Water resources management is the process of controlling flow and allocating available water for beneficial applications. Water management planning and implementation impulses development and aims to achieve sustainable use of water. Besides, the water resources management process requires knowledge of how water moves in the basin. The basin water balance equation follows the conservation of mass principle:
P – ET = Q ± ΔS
Where P is the precipitation (input), ET is the consumed water as evapotranspiration (output), Q is the runoff, and ΔS is the change in storage in the system (e.g. lakes). The term P – ET is known as the Available Water (AW), it is a key component of the hydrologic cycle. AW is the net flux into the basin in a period. It can be positive (surplus) during the rainy season and negative (deficit) in the dry season. is related to the storage capacity and how much water is available for other water uses such as urban water supply or industrial.
The variability of AW throughout the year puts additional pressure on water resources in a basin during the dry season. Moreover, in transboundary rivers such as the Jordan River Basin, riparian countries might have different priorities. Understanding Available Water and the operation of the water balance in the basin are the baselines for supporting hydrodiplomacy and international cooperation in the region.
In this blog, I use layers in ArcGIS Living Atlas of the World to analyze Available Water in the Jordan River Basin: (1) Monthly Satellite Precipitation Estimates (IMERG) and (2) Monthly Actual Evapotranspiration (SSEBop). Both layers are time-enabled multidimensional image services, meaning that monthly precipitation or evapotranspiration rasters are accessible but also the full time series for analyzing temporal or seasonal variability.
Contrasting water fluxes
There is a contrasting seasonality between precipitation and evapotranspiration in the Jordan River Basin. Precipitation occurs during the winter months, while evapotranspiration peaks in the summer months when the temperature is higher.

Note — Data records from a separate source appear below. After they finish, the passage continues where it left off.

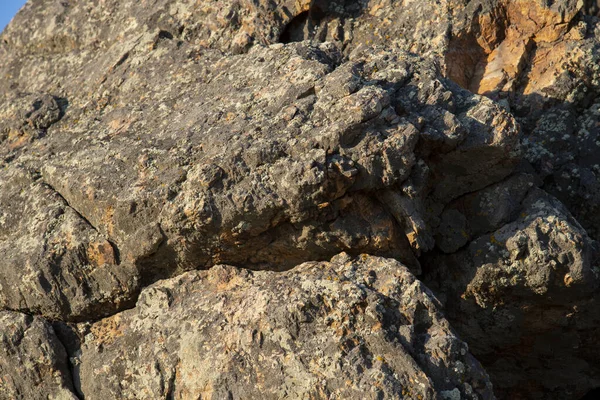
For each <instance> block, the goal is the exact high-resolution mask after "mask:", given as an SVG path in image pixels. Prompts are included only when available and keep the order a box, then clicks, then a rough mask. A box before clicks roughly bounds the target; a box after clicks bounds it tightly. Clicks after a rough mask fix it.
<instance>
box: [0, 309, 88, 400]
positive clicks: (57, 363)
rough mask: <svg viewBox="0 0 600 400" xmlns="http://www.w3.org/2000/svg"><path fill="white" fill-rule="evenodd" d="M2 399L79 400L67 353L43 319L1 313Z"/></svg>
mask: <svg viewBox="0 0 600 400" xmlns="http://www.w3.org/2000/svg"><path fill="white" fill-rule="evenodd" d="M0 327H1V328H0V344H1V345H0V398H2V399H15V400H30V399H52V400H76V399H78V397H77V396H76V395H75V394H74V390H73V381H72V379H71V372H70V366H69V362H68V358H67V353H66V351H65V349H64V347H63V345H62V344H61V342H60V341H59V340H58V338H57V337H56V334H55V333H54V330H53V329H52V326H51V325H50V324H49V323H48V322H46V321H44V320H43V319H42V318H39V317H32V316H29V315H25V314H20V313H16V312H10V311H0Z"/></svg>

The seasonality of precipitation and evapotranspiration produce a marked regime in Available Water. Available Water has a surplus during the rainy season and a deficit over the summer months. For example, water stored in the rainy season is used to irrigate crops in the summer months.

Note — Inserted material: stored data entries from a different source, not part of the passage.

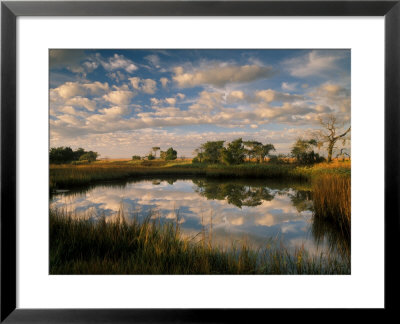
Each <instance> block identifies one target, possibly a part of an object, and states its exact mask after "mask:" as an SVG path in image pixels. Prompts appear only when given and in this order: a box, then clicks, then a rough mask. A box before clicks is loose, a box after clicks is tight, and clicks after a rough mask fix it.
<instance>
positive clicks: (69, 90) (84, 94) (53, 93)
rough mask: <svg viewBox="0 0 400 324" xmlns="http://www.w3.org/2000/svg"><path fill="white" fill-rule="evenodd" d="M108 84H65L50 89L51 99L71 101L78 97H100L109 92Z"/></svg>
mask: <svg viewBox="0 0 400 324" xmlns="http://www.w3.org/2000/svg"><path fill="white" fill-rule="evenodd" d="M108 89H109V86H108V83H101V82H98V81H96V82H93V83H80V82H65V83H64V84H62V85H60V86H59V87H57V88H54V89H50V98H52V97H53V98H55V97H57V96H59V97H61V98H63V99H69V98H72V97H76V96H86V95H88V94H91V95H100V94H101V93H104V92H106V91H108Z"/></svg>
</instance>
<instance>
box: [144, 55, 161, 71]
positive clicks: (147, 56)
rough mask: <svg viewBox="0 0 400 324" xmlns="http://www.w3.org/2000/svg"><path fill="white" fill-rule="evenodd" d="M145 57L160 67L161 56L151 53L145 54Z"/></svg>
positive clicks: (150, 63)
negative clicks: (149, 53)
mask: <svg viewBox="0 0 400 324" xmlns="http://www.w3.org/2000/svg"><path fill="white" fill-rule="evenodd" d="M144 58H145V60H147V61H148V62H149V63H150V64H151V65H152V66H154V67H155V68H160V58H159V57H158V56H157V55H155V54H151V55H147V56H145V57H144Z"/></svg>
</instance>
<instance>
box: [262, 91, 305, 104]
mask: <svg viewBox="0 0 400 324" xmlns="http://www.w3.org/2000/svg"><path fill="white" fill-rule="evenodd" d="M255 95H256V97H258V98H260V99H262V100H265V101H266V102H273V101H284V102H293V101H296V100H304V96H300V95H295V94H290V93H283V92H279V91H275V90H272V89H268V90H261V91H257V92H256V93H255Z"/></svg>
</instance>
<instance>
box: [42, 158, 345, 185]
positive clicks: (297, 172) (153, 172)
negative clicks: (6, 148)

Note: I used ArcGIS Pro for this plot. I started by running the Zonal Statistics tool to get mean precipitation and evapotranspiration in the Jordan River Basin. Then I joined the tables and calculated a new field (AW = P – ET). Finally, I created a bar chart for the water year of 2018 (i.e. September 2018 to August 2019).
Similarly, the annual and monthly plots show the variability of Available Water in the Jordan river basin. Identifying when water stress periods and the extent of dry seasons.
Available Water Map
The available water map for the water year 2020 (i.e. from September 2020 to August 2021) shows the areas where precipitation is greater than evapotranspiration (blue) and areas where evapotranspiration is larger than precipitation (red). The latter areas (AW < 0) depend on flows and diversions from areas with more precipitation than evapotranspiration (AW > 0).
For example, in large open water bodies like Lake Tiberias, AW is lowest. The water flow into the lake from precipitation is significantly less than the one from its tributaries so it has more water to evapotranspirate than the one it receives from direct precipitation. Agricultural areas with intensive irrigation schemes also show negative AW because these areas evapotranspirate water that precipitated in other parts of the basin and was diverted into them. In addition, there are cases where water is transferred outside of the basin, so it is consumed and measured as evapotranspiration in a different administrative area.
Living Atlas includes multidimensional image services like precipitation and evapotranspiration that are supporting water resources management studies. Understanding Available Water in a basin can reduce water stress in dry seasons, help moving toward sustainable use of water, and draw a baseline knowledge for supporting international cooperation, such as in the Jordan River Basin.